With no FILE, or when FILE is -, read standard input.
-a, --algorithm 1 (default), 224, 256, 384, 512, 512224, 512256
-b, --binary read in binary mode
-c, --check read SHA sums from the FILEs and check them
--tag create a BSD-style checksum
-t, --text read in text mode (default)
-U, --UNIVERSAL read in Universal Newlines mode
produces same digest on Windows/Unix/Mac
-0, --01 read in BITS mode
ASCII '0' interpreted as 0-bit,
ASCII '1' interpreted as 1-bit,
all other characters ignored
The following five options are useful only when verifying checksums:
--ignore-missing don't fail or report status for missing files
-q, --quiet don't print OK for each successfully verified file
-s, --status don't output anything, status code shows success
--strict exit non-zero for improperly formatted checksum lines
-w, --warn warn about improperly formatted checksum lines
[...]
Some questions:
- Do I need to specify
--binary
if--text
is the default? Why is text mode the default? What does this even do? - Without
--status
, doesshasum
not return with a non-zero status code on error? - Do I need to specify
--warn
or--strict
? What’s the default here? Silence? I could see--warn
being useful if you know there’s a malformed line or so. I would hope the default is a printed warning, and a non-zero status code, but not to abort checking other files.
Let’s see if sha256sum
is any better.
$ sha256sum --help
Usage: sha256sum [OPTION]... [FILE]...
Print or check SHA256 (256-bit) checksums.

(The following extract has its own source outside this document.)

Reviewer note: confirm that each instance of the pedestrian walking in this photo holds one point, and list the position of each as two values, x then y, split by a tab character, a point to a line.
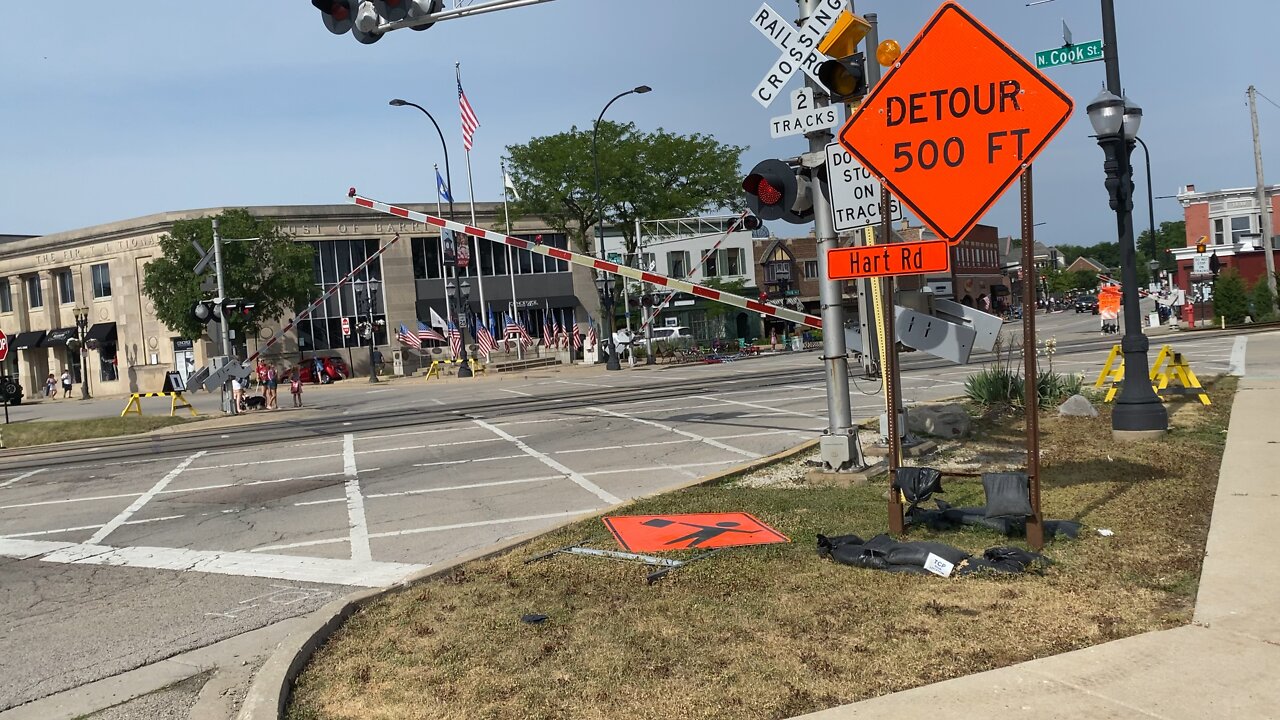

With no FILE, or when FILE is -, read standard input.
-b, --binary read in binary mode
-c, --check read SHA256 sums from the FILEs and check them
--tag create a BSD-style checksum
-t, --text read in text mode (default)
-z, --zero end each output line with NUL, not newline,
and disable file name escaping
The following five options are useful only when verifying checksums:
--ignore-missing don't fail or report status for missing files
--quiet don't print OK for each successfully verified file
--status don't output anything, status code shows success
--strict exit non-zero for improperly formatted checksum lines
-w, --warn warn about improperly formatted checksum lines
[...]
Note: There is no difference between binary mode and text mode on GNU systems.
[...]
Well, apart from the misaligned table, at least this makes it clear that -b/--binary
is not needed on UNIX systems. sha256sum
flags are the same as md5sum
, and the online documentation is much more in depth, but still doesn’t completely explain the options.